NUR 213
EXAM 2 3
STUDY GUIDE
Complex Health Concepts
Forsyth Technical Community College
This Document Description:
❖ This study guide for NUR 213 at Forsyth Technical
Community College focuses on Exam 2 content from the
Complex Health Concepts course.
❖ It includes essential topics.
❖ The material is clearly organized to help students understand complex
systems and prepare effectively for exam questions.
, NUR 213 – Exam 2 Study Guide
1. Concept of Perfusion – Review
The cardiovascular system is responsible for supplying oxygen to the body organs and other tissues. It is
made of up of the heart and blood vessels (arteries and veins).
The heart muscle, myocardium, must receive sufficient oxygen to pump blood to other parts of the body.
The arteries must be patent, so the pumped blood can reach the rest of the body. Oxygen in the blood is
required for cells to live and function properly. When diseases or other problems of the CV system occur,
gas exchange and perfusion decrease, often resulting in life-threatening events or a risk of these events.
Cardiovascular disease (CVD) continues to be the number one cause of death in the US. Leading cause of
death for women.

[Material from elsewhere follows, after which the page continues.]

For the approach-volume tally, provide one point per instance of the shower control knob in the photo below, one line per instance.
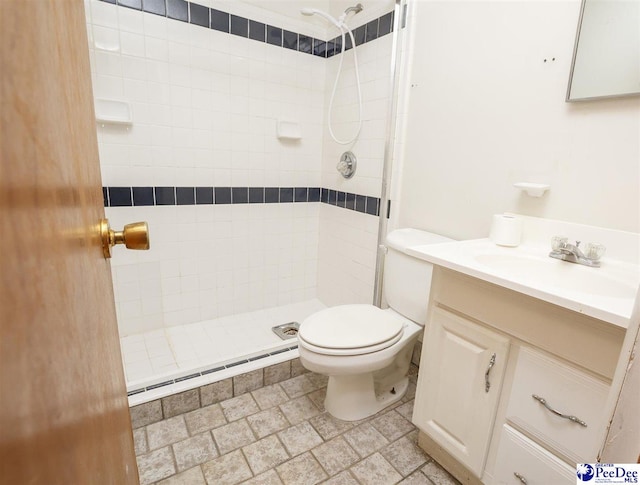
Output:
(347, 165)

One in three adults are living with some form of the disease.
Anatomy and Physiology Student Self-Review:
Heart: Structure
Fist sized, muscular organ located mediastinum between the lungs
Each beat pumps about 5L/min
Pericardium: covering around that heart that helps protect it
Septum: muscular wall that separates the heart into two halves; right and left
Right atrium: receives deoxygenated venous blood, which is returned from the body through the
superior and inferior vena cava. It also receives blood from the heart muscle through the coronary
sinus. Most of the venous return flows passively from the RA, through the tricuspid valve, and
into the right ventricle during ventricular diastole, or filling. RA actively propels the remaining
venous return in to the right ventricle during atrial systole, or contraction.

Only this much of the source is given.